Friday, 21 June 2013

Living Without The Glass Tea-Pot




A few weeks ago Mahipal broke my Borosil, glass tea-pot. I was upset, but took out an old stoneware one from the cupboard and have been using that since. I have not had the time to get another glass one, nor really felt like it. I thought what the heck; it’s just a tea-pot, what I relish is the tea and who cares what the tea pot looks like, ha!
 
And that is the mistake I made. It does matter how you see the tea being brewed. Not just because it makes a better cup of tea, but it’s like living without being able to watch yourself, see how your thoughts create life and its circumstances; witnessing your life unfold. When one is busy with the world, it does seem tedious to live this way. Yet, when I am less restless - in that relative quietude, at ease with myself, I tabulate the way my mind works. I watch questions being answered effortlessly through intuitive leaps and have also observed people do things even before I have asked them. It’s fascinating.  In that space, conversations are like someone telling me what I am feeling, even though they are expressing their own - like looking into a thought mirror. 

In some ways, it’s not unlike observing tea brewing in a glass tea-pot where leaves create patterns and the colour of the tray cloth also becomes part of the design. The way you look determines what you see.  Some of the photographs that I have taken hardly look like tea leaves at all. This may have something to do with the fact that in trying to get really close up with my ‘point and shoot’ Olympus camera, the image is blurred. Out of focus or not, they work well for me because it is not really watching tea brew that enchants – but looking at the scene, as if watching the inner landscape unfold. And in these photos, with the turquoise blue or pink ribbed handloom tray-cloth as a backdrop, the images seem almost ethereal.
 
 
 In the ceramic pot everything is eclipsed from the eye.  If I get absorbed in something else, the tea becomes too dark and bitter.  But when I can see through clear glass I enjoy watching the leaves swirling as they open up in the heated water, gradually infusing it with their hue and flavour, waiting till it’s just right before I take a sip. Sit back, my head leaning against the wall or chair, relishing the warm liquid coursing through me; cup nestled cosily between my palms as I savour the flavour of the moment. How often has life been this good, when you can sit back and reflect upon things achieved effortlessly, when everything happened exactly as you had imagined it, or better? 
 
I cannot see clearly enough inside the stoneware pot because its colour is similar to that of lightly brewed Darjeeling tea and can be deceptive. So I pour out a bit, take a sip and this has to be done at least two or three times before I am satisfied. It’s a plodding affair: remove the tea-cosy, open the lid and look inside. Does it look okay? Prod it a bit, stir it with the spoon; is it done yet? And I often equate this process with arguments or long dialogues we have with each other to ascertain what the other is thinking and where we stand in respect of them. And especially so, when you cannot get your point across, time is short and work needs to get done. But when one has the luxury of clarity: living with awareness and ease, watching thoughts unfold, heeding our own feelings, this dialogue is superfluous. Opportunities present themselves almost as if unbidden, yet are exactly what I needed and everyone seems to understand precisely what I want without elaborate discussions. Its bliss; an ideal state, but alas, nothing is permanent, is it?

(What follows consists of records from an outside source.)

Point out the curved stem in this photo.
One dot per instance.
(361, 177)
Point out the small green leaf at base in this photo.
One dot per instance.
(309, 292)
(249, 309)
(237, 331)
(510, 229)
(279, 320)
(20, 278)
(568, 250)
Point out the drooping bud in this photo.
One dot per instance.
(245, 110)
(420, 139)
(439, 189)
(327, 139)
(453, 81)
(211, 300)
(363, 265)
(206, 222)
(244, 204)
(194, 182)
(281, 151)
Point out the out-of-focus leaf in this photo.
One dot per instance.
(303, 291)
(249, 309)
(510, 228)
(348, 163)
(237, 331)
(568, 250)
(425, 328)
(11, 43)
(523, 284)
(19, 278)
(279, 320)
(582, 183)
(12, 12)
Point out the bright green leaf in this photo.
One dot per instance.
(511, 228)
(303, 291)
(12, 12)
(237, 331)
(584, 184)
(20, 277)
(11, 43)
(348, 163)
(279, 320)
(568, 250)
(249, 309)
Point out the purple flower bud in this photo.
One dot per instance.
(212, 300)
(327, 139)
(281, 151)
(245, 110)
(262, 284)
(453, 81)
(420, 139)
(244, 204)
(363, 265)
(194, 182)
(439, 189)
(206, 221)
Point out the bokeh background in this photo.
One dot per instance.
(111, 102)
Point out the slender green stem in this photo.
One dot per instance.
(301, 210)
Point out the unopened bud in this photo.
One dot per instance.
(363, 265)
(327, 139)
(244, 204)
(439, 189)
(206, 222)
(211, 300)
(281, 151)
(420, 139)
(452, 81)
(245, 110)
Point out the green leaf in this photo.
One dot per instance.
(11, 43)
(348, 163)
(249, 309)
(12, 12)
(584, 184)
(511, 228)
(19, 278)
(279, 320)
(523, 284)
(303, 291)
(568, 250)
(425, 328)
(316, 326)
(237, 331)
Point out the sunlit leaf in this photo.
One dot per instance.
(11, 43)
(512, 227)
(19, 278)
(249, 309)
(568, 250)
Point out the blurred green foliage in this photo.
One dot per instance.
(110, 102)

When I embarked on this project on tea, observing the marks left behind in the tea cup I found them evocative of those feelings and thoughts that linger in embarrassment, guilt and pain. At that point, I would not have been able to acknowledge that I had been careless in my approach to life. But, as the creative process unfolded, a lot of things became clearer because it provided an objective perspective.

In the beginning, I took a lot of photos as I made my pot of tea each day and some were printed digitally onto fabric. For a couple of years this was how I contemplated the stains, until one day I decide to create actual tea stains onto fabric. And it was in the process of watching how I created the stains that I started making a correlation with being careless with my life - of doing things, that were punishing just because I wanted to achieve those ‘marks’ as it were.

In order to stain the fabric, I made tea and drank it. The used leaves or tea bags were then placed ad hoc on some muslin fabric. Hot water was poured over them and then left for as long as I felt like it.  This fabric and tea leaves were later placed in a baking tray, inside a hot oven. Sometimes I would forget about it altogether until I could smell the fabric burning. I found the dark burn marks most interesting and further ‘cooked’ this fabric with a fresh bunch of used tea leaves in the microwave oven. I punished the fabric as much as I dared. I loved the marks that emerged. I felt a certain empathy with them. They were evocative of what I had endured through life, what I felt like: burned, torn, stained and so fragile that some of the time all I seemed capable of was trying to make sense of what my life was and why it had turned out this way.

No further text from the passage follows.